Glycogenic hepatopathy.
Hepatobiliary & pancreatic diseases international : HBPD INT
Khoury J, Zohar Y, Shehadeh N, Saadi T
2018 HBPD INT Volume 17 Issue 2
PubMed 29709217 DOI 10.1016/j.hbpd.2018.02.006
BACKGROUND
Glycogenic hepatopathy (GH) is a disorder associated with uncontrolled diabetes mellitus, most commonly type 1, expressed as right upper quadrant abdominal pain, hepatomegaly and increased liver enzymes. The diagnosis may be difficult, because laboratory and imaging tests are not pathognomonic. Although GH may be suggested based on clinical presentation and imaging studies, the gold standard for diagnosis is a liver biopsy, showing a significant accumulation of glycogen within the hepatocytes. GH may be diagnosed also after elevated liver enzymes in routine blood tests. GH usually regresses after tight glycemic control. Progression to end-stage liver disease has never been reported. This review aims to increase the awareness to this disease, to suggest a pathway for investigation that may reduce the use of unnecessary tests, especially invasive ones.
DATA SOURCES
A PubMed database search (up to July 1, 2017) was done with the words "glycogenic hepatopathy", "hepatic glycogenosis", "liver glycogenosis" and "diabetes mellitus-associated glycogen storage hepatopathy". Articles in which diabetes mellitus-associated liver glycogen accumulation was described were included in this review.
RESULTS
A total of 47 articles were found, describing 126 patients with GH. Hepatocellular disturbance was more profound than cholestatic disturbance.

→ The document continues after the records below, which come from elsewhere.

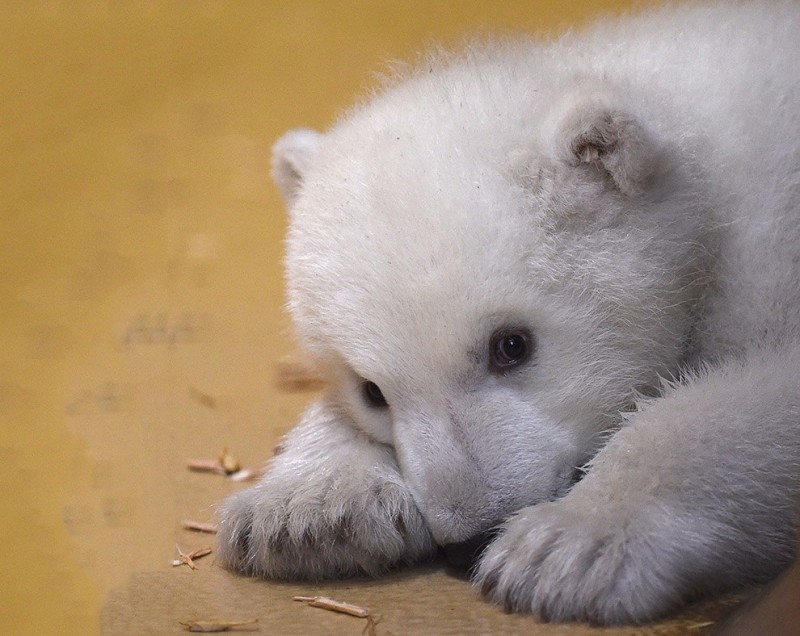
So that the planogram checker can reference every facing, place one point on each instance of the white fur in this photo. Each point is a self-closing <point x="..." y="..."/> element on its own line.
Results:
<point x="630" y="196"/>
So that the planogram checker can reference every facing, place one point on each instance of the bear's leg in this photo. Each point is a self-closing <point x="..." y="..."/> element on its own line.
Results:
<point x="332" y="504"/>
<point x="695" y="493"/>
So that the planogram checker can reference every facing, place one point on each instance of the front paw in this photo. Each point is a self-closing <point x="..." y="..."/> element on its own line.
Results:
<point x="565" y="562"/>
<point x="321" y="527"/>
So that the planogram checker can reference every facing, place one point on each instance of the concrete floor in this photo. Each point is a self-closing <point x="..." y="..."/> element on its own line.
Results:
<point x="140" y="277"/>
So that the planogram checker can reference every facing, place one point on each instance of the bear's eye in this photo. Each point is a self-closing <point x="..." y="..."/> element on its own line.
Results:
<point x="373" y="395"/>
<point x="510" y="348"/>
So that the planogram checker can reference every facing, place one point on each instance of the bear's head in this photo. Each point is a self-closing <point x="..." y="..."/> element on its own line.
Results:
<point x="489" y="278"/>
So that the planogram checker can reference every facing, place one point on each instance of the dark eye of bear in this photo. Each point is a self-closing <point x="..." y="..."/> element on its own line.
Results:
<point x="510" y="349"/>
<point x="373" y="395"/>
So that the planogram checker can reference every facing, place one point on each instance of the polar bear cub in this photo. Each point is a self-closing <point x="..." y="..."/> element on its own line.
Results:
<point x="556" y="291"/>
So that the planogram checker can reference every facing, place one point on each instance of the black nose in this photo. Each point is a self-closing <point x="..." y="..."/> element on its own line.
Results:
<point x="465" y="554"/>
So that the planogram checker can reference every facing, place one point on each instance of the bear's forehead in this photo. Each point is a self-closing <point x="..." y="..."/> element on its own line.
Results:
<point x="407" y="261"/>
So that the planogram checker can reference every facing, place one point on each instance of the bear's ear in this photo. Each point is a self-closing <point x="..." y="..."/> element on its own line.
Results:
<point x="292" y="155"/>
<point x="594" y="133"/>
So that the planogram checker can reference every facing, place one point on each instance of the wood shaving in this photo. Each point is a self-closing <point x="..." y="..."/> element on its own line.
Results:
<point x="323" y="602"/>
<point x="199" y="526"/>
<point x="218" y="626"/>
<point x="226" y="464"/>
<point x="292" y="376"/>
<point x="188" y="559"/>
<point x="205" y="466"/>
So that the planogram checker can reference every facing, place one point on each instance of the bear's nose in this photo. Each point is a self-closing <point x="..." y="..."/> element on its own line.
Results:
<point x="465" y="554"/>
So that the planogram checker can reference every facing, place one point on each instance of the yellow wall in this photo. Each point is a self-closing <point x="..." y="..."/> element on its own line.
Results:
<point x="140" y="250"/>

No synthetic failure was reported.
CONCLUSIONS
GH may be diagnosed conservatively, based on corroborating medical history, physical examination, laboratory tests, imaging studies and response to treatment, even without liver biopsy. In case of doubt about the diagnosis or lack of clinical response to treatment, a liver biopsy may be considered. There is no role for noninvasive tests like fibroscan or fibrotest for the diagnosis of GH or for differentiation of this situation from nonalcoholic fatty liver disease.